5. Miss Georgia Participant, 2016
Katherine McCauley Cordle, who participated in the Miss Georgia pageant in 2016, wrote that altering the fitness portion of the program would’ve been a better solution than dropping it altogether.
“Changing the fitness competition would have been more appropriate than dropping it,” she wrote. “It isn’t suddenly less important to be fit now.”
“Every year I competed I could look around and easily see I was never the thinnest, tallest, or most fit girl on the stage,” she added. “That being said, in the moments when I was in the spot light, I sure did feel like the most beautiful girl in the world. I felt powerful. Invincible. I’m sad to hear the swimsuit portion of the Miss America Pageant has been dropped and the fate of the evening gown is still unclear.”

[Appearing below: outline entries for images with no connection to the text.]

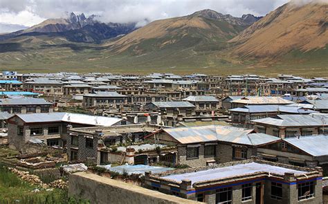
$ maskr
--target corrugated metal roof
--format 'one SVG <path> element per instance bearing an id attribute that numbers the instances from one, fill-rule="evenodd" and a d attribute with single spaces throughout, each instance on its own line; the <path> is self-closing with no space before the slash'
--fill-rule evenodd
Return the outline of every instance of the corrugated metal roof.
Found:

6. Miss Red Rose City 2018
Jenna Martorana, Miss Red Rose City 2018, said she was relieved the swimsuit portion of the competition was gone from Miss America, but was still anxious about it being a part of Miss Pennsylvania, which she is competing in this year.
“Yes we are told constantly to not compare ourselves to the other contestants but personally I don’t know how to considering that’s what the judges are going to be doing,” Martorana wrote. “I may be a size 2 but with the size 2 comes 4 feet 10 inches of curves! I’ve got a booty and thighs and a chest and I’m okay with that but compared to the girls who are the same size and much taller/thinner I felt like I couldn’t compare to that.”